A significant part of the population in ethnic states will be disenfranchised, with the UEC admitting that that polling stations will be not set up in Rakhine, Kayin, Kachin, Shan and Chin states where the civil war continues. Ceasefire offers from several ethnic armed organizations have not been acted on by the Tatmadaw, Myanmar’s military.
Thant Myint-U, the author of “The Hidden History of Burma,” recently said in a tweet that the November election could be “deeply flawed,” adding that it “won’t help Myanmar address any of its big challenges: violent conflict, climate change, inequality and underdevelopment.”
Even if the UEC COVID-19 protective measures are rigorously implemented at the polling stations, there is still a generalized concern about the wisdom of holding an election during the time of a raging pandemic.
By rejecting any possibility of a postponement, is the Myanmar government acting on the basis of best medical advice, or acting primarily on political calculations and the best interests of the NLD?
Party leader Aung San Suu Kyi is unshakeable in her determination to go ahead with election, telling her supporters that “the election is more important for Myanmar’s future than the fight against COVID-19” in an online meeting with NLD members in Kayah, Kachin, and Kayin states, as reported in the Myanmar Times.

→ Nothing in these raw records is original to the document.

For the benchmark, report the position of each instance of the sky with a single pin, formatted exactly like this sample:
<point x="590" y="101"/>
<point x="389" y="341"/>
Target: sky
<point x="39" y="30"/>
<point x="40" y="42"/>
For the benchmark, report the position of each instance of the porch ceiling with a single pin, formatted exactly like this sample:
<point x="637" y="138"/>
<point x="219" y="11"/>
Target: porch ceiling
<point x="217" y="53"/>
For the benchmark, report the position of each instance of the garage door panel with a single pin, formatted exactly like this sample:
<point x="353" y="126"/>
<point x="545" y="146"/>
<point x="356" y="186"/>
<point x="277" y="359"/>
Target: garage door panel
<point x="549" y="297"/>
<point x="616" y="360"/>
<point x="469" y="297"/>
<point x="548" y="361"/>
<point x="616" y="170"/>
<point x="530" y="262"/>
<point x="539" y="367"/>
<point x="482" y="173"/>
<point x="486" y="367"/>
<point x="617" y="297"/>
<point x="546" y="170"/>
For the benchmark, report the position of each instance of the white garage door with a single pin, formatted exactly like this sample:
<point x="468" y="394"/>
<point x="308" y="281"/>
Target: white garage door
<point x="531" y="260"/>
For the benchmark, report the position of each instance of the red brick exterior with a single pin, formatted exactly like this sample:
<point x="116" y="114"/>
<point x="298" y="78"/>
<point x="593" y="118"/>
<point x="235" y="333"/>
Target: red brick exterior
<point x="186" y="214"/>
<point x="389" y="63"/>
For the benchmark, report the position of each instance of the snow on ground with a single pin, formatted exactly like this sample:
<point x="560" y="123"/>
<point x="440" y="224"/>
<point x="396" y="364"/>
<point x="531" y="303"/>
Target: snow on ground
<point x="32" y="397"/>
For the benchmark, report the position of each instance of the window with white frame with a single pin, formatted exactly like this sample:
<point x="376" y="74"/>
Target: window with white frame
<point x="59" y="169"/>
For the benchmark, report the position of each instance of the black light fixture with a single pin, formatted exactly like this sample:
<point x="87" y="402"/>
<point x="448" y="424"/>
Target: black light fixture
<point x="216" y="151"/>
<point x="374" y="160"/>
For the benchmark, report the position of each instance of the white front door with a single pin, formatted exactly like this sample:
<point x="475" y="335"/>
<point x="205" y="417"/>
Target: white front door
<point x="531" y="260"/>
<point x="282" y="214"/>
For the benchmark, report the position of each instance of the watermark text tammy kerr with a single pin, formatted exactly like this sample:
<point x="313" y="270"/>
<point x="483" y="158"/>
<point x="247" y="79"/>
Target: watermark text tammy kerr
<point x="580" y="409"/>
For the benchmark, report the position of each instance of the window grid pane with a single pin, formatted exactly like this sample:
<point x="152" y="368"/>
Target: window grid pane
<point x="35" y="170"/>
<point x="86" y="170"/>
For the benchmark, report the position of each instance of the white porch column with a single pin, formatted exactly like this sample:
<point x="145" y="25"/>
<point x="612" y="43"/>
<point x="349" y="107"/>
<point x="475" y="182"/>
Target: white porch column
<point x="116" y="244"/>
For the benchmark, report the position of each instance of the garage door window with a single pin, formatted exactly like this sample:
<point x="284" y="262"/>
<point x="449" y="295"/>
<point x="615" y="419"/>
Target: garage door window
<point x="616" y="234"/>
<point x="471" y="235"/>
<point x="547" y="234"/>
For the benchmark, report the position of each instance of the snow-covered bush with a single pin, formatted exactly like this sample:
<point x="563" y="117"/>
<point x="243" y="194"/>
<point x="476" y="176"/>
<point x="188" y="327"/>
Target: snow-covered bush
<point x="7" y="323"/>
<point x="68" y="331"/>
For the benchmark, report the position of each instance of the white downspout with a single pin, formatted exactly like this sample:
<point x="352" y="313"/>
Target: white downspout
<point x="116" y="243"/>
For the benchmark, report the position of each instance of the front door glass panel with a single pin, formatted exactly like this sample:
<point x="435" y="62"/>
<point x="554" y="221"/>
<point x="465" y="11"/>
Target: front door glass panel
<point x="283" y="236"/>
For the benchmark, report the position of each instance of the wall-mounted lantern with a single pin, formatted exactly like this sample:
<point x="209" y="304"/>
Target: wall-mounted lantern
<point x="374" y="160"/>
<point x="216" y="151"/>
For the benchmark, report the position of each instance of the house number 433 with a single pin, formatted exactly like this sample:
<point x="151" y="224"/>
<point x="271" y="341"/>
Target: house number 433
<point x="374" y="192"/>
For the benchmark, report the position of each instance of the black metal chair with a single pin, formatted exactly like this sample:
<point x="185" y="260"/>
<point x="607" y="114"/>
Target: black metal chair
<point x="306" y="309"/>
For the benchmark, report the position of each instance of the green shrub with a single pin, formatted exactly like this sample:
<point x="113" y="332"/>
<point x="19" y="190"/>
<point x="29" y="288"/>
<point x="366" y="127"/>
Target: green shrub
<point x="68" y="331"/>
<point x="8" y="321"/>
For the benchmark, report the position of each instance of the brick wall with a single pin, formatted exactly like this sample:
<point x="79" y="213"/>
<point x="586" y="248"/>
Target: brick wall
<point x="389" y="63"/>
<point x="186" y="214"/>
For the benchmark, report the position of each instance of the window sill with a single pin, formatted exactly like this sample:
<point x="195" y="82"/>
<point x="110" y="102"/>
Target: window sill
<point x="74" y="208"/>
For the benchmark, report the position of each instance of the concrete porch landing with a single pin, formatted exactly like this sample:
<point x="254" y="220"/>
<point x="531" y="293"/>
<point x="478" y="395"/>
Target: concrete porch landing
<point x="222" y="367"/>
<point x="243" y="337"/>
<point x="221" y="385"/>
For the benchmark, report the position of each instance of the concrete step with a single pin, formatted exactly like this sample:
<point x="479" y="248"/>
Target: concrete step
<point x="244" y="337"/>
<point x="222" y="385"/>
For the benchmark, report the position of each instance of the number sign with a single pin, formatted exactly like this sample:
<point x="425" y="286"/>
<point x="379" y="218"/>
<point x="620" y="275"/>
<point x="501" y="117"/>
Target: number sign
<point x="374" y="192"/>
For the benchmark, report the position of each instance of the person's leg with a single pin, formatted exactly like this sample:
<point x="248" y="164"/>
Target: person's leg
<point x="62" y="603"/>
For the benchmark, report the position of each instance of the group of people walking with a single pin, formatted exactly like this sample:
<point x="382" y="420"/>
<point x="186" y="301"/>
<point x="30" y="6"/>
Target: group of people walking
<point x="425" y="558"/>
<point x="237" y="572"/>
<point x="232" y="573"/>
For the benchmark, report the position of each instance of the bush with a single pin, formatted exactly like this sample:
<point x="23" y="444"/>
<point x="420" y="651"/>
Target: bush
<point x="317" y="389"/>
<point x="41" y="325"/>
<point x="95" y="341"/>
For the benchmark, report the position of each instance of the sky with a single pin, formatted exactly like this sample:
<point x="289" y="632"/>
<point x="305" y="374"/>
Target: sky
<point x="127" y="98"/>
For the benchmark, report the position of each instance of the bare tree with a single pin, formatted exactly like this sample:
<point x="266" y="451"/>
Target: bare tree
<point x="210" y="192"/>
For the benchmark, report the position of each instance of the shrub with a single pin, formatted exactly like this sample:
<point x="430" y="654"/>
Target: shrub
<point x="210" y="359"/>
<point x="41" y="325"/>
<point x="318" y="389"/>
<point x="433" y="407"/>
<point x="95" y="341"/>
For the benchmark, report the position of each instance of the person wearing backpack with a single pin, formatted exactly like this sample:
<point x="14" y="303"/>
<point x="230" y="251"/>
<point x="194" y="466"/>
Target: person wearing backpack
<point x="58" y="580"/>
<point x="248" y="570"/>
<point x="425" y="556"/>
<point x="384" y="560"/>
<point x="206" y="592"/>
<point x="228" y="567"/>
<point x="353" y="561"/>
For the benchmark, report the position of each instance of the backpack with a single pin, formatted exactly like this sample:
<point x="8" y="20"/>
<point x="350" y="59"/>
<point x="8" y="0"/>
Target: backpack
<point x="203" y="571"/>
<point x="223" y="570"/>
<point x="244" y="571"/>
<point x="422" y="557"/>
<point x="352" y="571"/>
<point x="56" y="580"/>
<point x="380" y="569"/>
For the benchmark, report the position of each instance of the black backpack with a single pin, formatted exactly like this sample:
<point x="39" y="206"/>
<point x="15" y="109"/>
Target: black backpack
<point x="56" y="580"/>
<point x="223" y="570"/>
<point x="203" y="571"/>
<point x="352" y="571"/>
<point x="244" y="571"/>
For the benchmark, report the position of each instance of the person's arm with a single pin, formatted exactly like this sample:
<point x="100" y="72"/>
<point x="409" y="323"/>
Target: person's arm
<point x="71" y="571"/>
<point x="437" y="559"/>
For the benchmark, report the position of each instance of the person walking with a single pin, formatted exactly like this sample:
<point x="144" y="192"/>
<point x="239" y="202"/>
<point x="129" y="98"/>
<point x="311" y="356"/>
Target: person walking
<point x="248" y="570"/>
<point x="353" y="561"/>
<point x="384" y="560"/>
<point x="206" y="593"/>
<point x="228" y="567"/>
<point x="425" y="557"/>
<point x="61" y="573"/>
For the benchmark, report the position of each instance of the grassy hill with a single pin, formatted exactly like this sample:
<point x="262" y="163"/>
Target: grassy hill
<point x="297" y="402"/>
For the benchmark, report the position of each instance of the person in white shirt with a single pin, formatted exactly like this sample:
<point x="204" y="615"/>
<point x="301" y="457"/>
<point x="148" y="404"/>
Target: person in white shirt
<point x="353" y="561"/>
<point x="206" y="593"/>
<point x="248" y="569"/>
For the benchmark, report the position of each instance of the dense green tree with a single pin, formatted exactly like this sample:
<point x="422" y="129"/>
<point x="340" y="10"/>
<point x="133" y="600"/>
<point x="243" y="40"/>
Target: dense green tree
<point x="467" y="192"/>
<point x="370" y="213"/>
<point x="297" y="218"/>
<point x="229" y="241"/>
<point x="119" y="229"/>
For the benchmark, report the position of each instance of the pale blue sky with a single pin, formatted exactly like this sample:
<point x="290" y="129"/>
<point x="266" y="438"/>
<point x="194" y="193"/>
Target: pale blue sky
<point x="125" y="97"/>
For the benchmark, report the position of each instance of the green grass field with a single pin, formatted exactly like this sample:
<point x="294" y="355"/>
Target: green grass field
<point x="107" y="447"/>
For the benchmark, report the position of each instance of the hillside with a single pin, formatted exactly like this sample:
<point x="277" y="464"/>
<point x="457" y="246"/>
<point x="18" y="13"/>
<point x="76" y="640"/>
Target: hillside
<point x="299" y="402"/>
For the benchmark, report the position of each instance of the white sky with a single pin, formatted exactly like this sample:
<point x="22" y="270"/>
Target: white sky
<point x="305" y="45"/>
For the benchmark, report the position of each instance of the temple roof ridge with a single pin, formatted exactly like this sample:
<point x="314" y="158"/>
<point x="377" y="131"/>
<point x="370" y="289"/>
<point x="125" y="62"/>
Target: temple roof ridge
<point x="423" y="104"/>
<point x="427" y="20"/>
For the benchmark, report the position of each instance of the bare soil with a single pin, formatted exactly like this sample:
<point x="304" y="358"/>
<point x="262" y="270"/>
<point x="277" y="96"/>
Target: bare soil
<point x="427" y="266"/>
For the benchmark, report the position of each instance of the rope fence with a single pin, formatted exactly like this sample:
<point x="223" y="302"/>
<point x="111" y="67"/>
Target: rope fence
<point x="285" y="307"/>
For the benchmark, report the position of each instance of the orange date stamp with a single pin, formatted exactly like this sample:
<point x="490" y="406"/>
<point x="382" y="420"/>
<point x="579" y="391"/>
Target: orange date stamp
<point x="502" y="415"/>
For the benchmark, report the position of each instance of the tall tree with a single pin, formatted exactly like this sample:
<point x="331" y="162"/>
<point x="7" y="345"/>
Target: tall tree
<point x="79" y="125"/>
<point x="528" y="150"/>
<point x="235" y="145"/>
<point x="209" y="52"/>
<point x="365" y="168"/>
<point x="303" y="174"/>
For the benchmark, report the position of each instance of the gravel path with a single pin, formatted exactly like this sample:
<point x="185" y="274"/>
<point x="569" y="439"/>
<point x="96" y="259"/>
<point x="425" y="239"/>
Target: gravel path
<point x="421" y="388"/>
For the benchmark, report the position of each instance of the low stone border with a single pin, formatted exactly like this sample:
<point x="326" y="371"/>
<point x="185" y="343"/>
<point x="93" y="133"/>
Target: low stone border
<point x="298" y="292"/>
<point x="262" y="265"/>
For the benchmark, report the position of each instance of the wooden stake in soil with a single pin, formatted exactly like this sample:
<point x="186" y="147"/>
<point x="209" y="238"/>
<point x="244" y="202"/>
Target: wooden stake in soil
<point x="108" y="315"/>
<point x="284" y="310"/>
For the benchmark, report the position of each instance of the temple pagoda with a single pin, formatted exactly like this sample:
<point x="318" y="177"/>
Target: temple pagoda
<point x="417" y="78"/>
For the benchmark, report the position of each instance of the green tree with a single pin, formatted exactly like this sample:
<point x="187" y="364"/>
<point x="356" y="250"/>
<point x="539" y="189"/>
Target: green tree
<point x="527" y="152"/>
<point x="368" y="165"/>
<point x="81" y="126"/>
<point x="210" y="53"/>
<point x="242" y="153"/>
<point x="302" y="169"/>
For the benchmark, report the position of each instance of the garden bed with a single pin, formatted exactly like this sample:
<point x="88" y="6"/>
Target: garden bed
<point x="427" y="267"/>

That statement is at total odds with one of Myanmar’s prominent health experts. Dr. Khin Khin Gyi, the director of the Emerging Infectious Diseases Epidemiology Unit, asserted back in September that public health is more important than political campaigning, especially with the health system in Yangon being stretched to its limits. “Don’t be careless as the Grim Reaper is within an arm’s length,” she warned.
Aung San Suu Kyi in her electioneering campaign mode is perhaps not the best person to be chairing the Yangon Coordinating COVID-19 Prevention Control and Treatment Committee.
If there is no postponement, then NLD is almost sure to emerge as the winner of a COVID-19 marred and deeply-flawed election. But the NLD government could also lose its claim to legitimacy if a critical mass do not accept the polls as a free and fair election. Post-election bitterness will only serve to undermine efforts to bring COVID-19 under control.